Prokurator okręgowy Nowego Jorku Eric Schneiderman (62 l.) postawił oskarżenie 12 osobom. Najwięcej zarzutów usłyszał lider złodziejskiej bandy Richard Rimbaugh (54 l.), nazywany Generałem. Szajka działała na terenie 28 stanów, w tym w Nowym Jorku. Wkradali się do sklepów takich jak Staples, Office Depot i BestBuy. Robili to przekupując ochronę, która im dawała kody do rozbrojenia alarmu, by wejść do środka lub używali swojego własnego systemu. Kradli głównie drukarki, tusze, słuchawki, tablety, laptopy. Ale jak trafiło się coś innego pod ręką, to też nie pogardzili. Cały tawar był magazynowany w mieszkaniach członków szajki, ale głównie u Generała, w jego mieszkaniu na Manhattanie, skąd też sprzedawał sprzęt poprzez stronę internetową. Na podejrzaną aktywność w necie natknęli się śledczy, którzy wszczęli dochodzenie. Jak się okazało bardzo słusznie. Podczas akcji policja i prokuratura przejęła w domach członków szajki skradziony towar o wartości blisko ośmiu milionów dolarów. To, co „upłynnili” w necie to sprzęt o wartości kilkunastu milionów dolarów. Kolejne miliony znajdowały się na kontach i ukryte w domach w gotówce. Jeżeli Richard Rimbaugh zostanie uznany winnym grozi mu od 8 do 25 lat za kratami.

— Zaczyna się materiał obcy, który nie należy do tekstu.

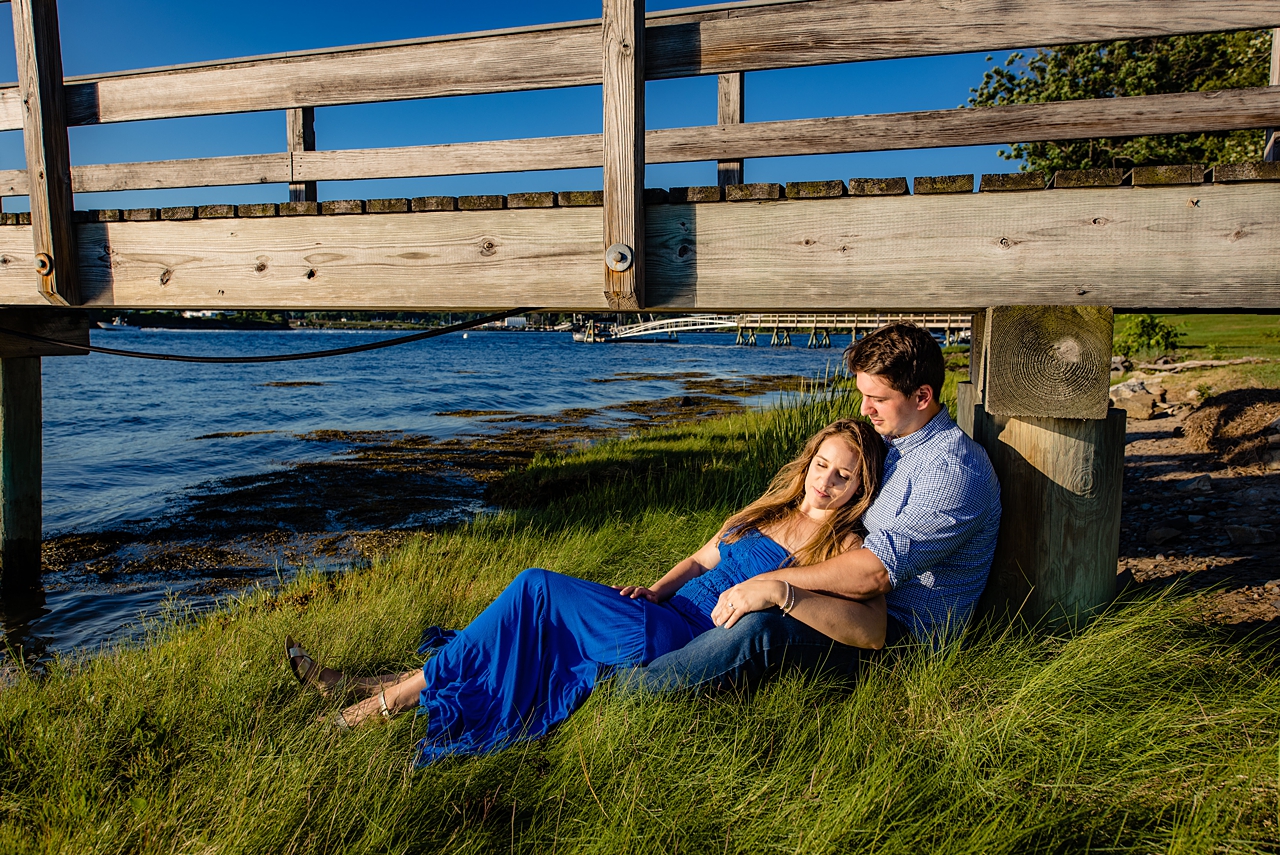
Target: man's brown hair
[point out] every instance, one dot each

12 oskarżonych w akcji „Operacja Lepkie Palce”. Kradli elektronikę ze sklepów, sprzedawali w necie
Specjalizowali się w kradzieżach najróżniejszych gadżetów elektronicznych, ale nie pogardzili i innymi rzeczami, stąd kryptonim akcji „Operation Sticky Fingers” czyli „Operacja Lepkie Palce”. Na tropie złodziejskiej szajki nowojorska prokuratura była od dziesięciu miesięcy. W końcu udało się rozpracować i zatrzymać gang, który skradł sprzęty warte miliony dolarów.